Tuesday, July 12, 2011

Alabama: When Judges Override Juries, Death Is Often the Sentence

Alabama allows judges to reject sentencing decisions from capital juries, which sounds like a sensible idea. You might want a mature and dispassionate jurist standing between a wounded community’s impulse toward vengeance and a defendant at risk of execution.

“If you didn’t have something like that,” said Judge Ferrill D. McRae, who spent 40 years on the bench in Mobile before he retired in 2006, “a jury with no experience in other cases would be making the ultimate decision, based on nothing. The judge has seen many, many cases, not just one."

Judge McRae, chatting on the phone the other day, recalled having breakfast with Justice Thurgood Marshall at an American Bar Association meeting not long after the Supreme Court reinstated the death penalty in 1976.

Justice Marshall was a fierce opponent of the death penalty. But, according to Judge McRae, the justice also saw the wisdom of the override system. “He thought it was better that someone who had seen more than one case was making the decision,” Judge McCrae said.

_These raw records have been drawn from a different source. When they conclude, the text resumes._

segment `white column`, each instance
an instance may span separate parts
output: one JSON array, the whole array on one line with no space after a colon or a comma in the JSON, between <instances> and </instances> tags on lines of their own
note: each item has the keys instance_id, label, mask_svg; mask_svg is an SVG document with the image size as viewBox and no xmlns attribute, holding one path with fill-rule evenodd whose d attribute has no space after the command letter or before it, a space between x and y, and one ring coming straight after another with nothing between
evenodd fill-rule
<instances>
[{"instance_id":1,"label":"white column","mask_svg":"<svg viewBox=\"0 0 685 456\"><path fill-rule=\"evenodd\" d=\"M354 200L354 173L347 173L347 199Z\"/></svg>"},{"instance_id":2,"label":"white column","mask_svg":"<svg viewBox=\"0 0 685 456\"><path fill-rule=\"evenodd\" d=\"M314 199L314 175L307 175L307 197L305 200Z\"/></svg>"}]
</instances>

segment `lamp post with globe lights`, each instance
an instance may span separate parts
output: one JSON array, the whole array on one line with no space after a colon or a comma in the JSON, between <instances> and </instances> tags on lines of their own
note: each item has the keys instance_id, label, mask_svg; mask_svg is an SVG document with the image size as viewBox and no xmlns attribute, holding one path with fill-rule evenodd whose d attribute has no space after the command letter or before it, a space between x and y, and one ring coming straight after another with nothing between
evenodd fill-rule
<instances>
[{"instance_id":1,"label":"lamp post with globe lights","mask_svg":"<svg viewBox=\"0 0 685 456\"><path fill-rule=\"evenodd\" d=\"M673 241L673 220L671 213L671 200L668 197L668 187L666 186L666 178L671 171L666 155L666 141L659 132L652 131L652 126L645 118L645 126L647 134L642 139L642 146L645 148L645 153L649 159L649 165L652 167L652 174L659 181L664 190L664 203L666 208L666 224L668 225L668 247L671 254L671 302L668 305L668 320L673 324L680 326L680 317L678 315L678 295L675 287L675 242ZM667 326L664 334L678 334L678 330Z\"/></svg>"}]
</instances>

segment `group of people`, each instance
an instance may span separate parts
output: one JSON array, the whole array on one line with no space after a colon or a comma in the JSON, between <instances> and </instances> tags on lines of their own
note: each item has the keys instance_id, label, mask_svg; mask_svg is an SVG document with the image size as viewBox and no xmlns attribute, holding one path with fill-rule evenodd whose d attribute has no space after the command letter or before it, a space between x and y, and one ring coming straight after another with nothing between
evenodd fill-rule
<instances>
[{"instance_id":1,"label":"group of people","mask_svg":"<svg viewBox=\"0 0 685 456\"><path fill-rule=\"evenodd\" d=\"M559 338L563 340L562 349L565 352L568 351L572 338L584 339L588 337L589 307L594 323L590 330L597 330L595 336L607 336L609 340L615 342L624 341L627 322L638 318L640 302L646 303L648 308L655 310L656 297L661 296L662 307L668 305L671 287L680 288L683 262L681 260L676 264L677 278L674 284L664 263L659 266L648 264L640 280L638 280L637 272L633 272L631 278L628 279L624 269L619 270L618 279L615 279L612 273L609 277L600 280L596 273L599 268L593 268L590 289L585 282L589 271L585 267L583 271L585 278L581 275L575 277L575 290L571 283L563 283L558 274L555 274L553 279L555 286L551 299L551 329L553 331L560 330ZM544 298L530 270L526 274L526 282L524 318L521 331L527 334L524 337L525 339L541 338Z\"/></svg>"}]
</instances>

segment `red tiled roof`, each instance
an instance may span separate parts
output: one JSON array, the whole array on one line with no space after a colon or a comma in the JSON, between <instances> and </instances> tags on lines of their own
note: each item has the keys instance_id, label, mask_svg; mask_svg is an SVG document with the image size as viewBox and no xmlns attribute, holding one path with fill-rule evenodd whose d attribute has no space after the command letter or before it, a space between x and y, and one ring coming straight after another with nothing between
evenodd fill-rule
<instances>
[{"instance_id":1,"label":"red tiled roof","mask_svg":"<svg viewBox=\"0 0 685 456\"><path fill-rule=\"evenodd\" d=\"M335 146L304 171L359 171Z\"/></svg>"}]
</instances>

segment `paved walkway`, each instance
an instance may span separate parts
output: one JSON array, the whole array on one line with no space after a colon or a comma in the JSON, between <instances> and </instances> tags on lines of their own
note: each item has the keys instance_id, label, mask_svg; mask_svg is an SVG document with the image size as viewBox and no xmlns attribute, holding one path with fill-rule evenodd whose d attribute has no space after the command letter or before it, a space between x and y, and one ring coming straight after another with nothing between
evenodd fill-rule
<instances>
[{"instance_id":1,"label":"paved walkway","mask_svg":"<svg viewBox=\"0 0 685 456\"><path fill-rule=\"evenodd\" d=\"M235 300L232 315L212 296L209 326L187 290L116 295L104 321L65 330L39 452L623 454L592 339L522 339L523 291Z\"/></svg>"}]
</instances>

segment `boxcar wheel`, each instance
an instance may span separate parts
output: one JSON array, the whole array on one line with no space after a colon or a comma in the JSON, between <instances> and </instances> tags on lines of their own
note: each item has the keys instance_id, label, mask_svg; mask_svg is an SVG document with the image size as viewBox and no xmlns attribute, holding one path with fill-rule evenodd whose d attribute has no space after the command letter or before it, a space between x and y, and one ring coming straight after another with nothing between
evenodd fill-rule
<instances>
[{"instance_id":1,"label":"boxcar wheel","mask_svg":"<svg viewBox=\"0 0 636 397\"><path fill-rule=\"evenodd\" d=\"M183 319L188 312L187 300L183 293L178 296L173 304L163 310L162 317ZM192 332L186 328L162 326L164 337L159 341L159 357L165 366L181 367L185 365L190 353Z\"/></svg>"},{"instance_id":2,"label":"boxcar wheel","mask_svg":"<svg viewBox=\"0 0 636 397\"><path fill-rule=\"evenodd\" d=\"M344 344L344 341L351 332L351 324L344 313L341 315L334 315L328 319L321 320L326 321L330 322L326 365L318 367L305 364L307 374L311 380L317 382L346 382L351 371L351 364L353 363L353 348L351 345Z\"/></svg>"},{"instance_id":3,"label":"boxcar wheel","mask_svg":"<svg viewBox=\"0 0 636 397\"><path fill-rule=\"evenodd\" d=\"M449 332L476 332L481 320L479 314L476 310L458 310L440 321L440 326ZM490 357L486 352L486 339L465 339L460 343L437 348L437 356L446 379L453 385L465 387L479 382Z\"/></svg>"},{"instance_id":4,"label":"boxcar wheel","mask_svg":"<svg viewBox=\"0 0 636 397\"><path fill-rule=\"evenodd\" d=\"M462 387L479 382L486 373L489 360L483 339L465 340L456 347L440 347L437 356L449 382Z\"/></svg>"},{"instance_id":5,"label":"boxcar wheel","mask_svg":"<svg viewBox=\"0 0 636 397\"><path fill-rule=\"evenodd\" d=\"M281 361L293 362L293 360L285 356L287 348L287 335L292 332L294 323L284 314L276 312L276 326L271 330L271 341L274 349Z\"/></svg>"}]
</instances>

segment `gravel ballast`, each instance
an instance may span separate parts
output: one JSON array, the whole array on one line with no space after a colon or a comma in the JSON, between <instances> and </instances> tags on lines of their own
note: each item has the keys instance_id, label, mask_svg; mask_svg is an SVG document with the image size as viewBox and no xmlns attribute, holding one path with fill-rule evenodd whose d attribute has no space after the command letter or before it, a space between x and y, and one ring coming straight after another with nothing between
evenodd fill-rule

What Justice Marshall probably did not anticipate, though, was that judges in Alabama would not use their power for mercy — that they would, in fact, be even tougher than juries. Since 1976, according to a new report, Alabama judges have rejected sentencing recommendations from capital juries 107 times. In 98 of those cases, or 92 % of them, judges imposed the death penalty after juries had called for a life sentence.

Indeed, more than 20 % of the people on death row in Alabama are there because of such overrides, according to the report, from the Equal Justice Initiative, a nonprofit law firm that represents poor people and prisoners. The overrides in Alabama contributed to the highest per capita death sentencing rate in the nation, far outstripping Texas.

Judge McRae himself ordered 6 defendants executed notwithstanding jury verdicts calling for life sentences, more than any other judge in Alabama in the modern history of capital punishment. But he never rejected a jury’s recommendation of death.

Judge McRae said he had tried to determine, in the words of an Alabama law, whether the crime in question was “especially heinous, atrocious or cruel.” Having seen a lot of cases helped him made that decision, he said. “Juries don’t know,” he said, “what is ‘especially heinous, atrocious or cruel.'"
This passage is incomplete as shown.